Archtop has already been awarded funding by two counties within Hancock’s footprint to complete some edge-out construction, and recently applied for nearly $20 million in funding through the PA Broadband Development Authority. It also recently submitted applications in Pennsylvania to construct a fiber-to-the-home (FTTH) expansion in Wayne County, where Hancock currently serves.
The Hancock deal follows the closure of Archtop’s acquisition of New York-based GTel. These acquisitions are part of Archtop’s strategy to bring 100% fiber multi-gig Internet to underserved communities in New York’s Hudson Valley and beyond.
Like Hancock, GTel had already been converted to G-PON and will require “little by way of conversion beyond upgrading to XGS-PON multi-gig capability,” DeMond told Fierce Telecom. Additionally, he said “an aggressive edge-out plan” is currently underway to add several thousand passings in Columbia County and intersect with Archtop’s greenfield build in Hudson, New York.
Both of Archtop’s completed acquisitions participated in the NY Broadband grant program and completed their required buildout obligations in time, according to DeMond. Archtop, as required by the program, will maintain any outstanding obligations through the end of the five-year term determined by the Empire State Development Corporation.
Archtop's acquisition efforts likely won't stop here. In May, it also announced an agreement with Momentum Telecom to purchase its New York-based Warwick Valley Telephone Co, though the deal is still pending regulatory approval.
Archtop is targeting a total of 500,000 XGS-PON passings in New York’s Hudson Valley over the next several years.

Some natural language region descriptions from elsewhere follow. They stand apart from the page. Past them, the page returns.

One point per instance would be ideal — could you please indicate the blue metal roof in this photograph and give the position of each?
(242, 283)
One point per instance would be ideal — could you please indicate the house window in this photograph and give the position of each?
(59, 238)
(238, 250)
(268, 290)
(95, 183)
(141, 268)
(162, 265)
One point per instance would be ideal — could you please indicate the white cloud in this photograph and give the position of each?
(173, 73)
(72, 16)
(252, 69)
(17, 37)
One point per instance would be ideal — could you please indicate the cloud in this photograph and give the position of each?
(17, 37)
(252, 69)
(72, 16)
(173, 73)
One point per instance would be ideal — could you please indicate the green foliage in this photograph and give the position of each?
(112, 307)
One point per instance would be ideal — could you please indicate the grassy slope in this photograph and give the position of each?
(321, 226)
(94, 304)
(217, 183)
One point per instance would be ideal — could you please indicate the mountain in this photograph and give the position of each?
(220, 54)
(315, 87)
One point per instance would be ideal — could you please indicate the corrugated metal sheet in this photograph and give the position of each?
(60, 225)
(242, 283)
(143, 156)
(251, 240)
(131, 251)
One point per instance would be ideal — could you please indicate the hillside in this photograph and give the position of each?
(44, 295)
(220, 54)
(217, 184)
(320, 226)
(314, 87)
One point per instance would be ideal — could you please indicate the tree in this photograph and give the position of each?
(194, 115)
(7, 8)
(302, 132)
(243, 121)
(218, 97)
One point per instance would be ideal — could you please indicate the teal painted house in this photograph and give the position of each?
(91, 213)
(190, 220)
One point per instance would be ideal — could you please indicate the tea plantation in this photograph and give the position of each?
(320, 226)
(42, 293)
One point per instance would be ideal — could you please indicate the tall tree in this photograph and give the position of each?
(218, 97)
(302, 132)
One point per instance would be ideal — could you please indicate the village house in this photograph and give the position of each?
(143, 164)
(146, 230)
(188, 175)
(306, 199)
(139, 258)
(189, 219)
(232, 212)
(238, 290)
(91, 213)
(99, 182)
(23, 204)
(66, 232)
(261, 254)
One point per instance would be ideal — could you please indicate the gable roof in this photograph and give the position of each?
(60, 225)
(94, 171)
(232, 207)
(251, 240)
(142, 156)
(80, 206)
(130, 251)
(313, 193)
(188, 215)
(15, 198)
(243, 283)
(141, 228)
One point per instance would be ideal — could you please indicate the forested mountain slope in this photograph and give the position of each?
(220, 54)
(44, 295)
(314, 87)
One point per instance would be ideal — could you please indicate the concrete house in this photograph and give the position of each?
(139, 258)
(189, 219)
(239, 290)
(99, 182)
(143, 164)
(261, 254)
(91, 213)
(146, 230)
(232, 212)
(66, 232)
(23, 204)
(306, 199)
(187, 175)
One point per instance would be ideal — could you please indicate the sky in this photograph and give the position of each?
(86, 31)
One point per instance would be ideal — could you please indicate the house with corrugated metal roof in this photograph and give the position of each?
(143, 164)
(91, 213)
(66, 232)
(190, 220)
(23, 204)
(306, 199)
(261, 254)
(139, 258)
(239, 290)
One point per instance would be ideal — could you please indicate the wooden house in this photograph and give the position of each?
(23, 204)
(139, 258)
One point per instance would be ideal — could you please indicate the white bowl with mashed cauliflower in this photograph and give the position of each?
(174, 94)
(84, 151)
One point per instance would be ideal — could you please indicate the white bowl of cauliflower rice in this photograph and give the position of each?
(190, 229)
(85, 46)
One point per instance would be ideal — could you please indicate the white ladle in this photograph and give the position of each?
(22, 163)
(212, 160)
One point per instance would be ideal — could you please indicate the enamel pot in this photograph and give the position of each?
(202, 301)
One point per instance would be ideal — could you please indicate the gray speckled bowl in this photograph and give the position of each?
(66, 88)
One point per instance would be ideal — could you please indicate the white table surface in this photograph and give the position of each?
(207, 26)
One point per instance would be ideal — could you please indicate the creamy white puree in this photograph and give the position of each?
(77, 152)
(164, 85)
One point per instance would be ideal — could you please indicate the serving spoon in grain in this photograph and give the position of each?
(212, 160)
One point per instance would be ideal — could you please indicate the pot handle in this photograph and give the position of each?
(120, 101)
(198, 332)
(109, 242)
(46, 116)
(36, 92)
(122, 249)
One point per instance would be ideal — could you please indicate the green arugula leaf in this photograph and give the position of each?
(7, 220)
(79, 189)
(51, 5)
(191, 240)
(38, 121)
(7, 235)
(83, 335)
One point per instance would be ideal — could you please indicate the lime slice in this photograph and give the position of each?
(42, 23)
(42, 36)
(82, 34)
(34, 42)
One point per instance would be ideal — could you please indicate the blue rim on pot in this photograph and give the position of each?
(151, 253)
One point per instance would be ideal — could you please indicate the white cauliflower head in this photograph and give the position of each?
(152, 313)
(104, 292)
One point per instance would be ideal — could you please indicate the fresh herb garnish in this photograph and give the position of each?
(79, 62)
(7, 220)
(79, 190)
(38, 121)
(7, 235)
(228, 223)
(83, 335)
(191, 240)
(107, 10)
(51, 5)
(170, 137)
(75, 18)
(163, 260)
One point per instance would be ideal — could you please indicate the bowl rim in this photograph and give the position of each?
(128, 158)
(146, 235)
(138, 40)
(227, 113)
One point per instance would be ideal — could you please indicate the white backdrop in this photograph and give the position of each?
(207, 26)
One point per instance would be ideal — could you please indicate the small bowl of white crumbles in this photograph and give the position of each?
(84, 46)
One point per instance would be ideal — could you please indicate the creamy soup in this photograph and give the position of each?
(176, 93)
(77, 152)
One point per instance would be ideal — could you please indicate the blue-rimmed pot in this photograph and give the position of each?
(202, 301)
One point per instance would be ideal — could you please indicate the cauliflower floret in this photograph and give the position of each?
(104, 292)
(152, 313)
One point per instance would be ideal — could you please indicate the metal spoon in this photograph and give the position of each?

A first phase of Archtop’s greenfield buildout announced earlier this year included approximately 2,300 miles of construction to well over 120,000 individual locations.
DeMond said that buildout is “well underway with the core network lit and distribution fiber presently being permitted and constructed according to plan.”
In addition to serving markets in New York and Pennsylvania, Archtop has also indicated it is interested in expanding to Massachusetts.
**10/3/23 Update: An earlier version of this article attributed comments to an "Archtop Fiber representative," who the company later clarified is CEO Jeff DeMond.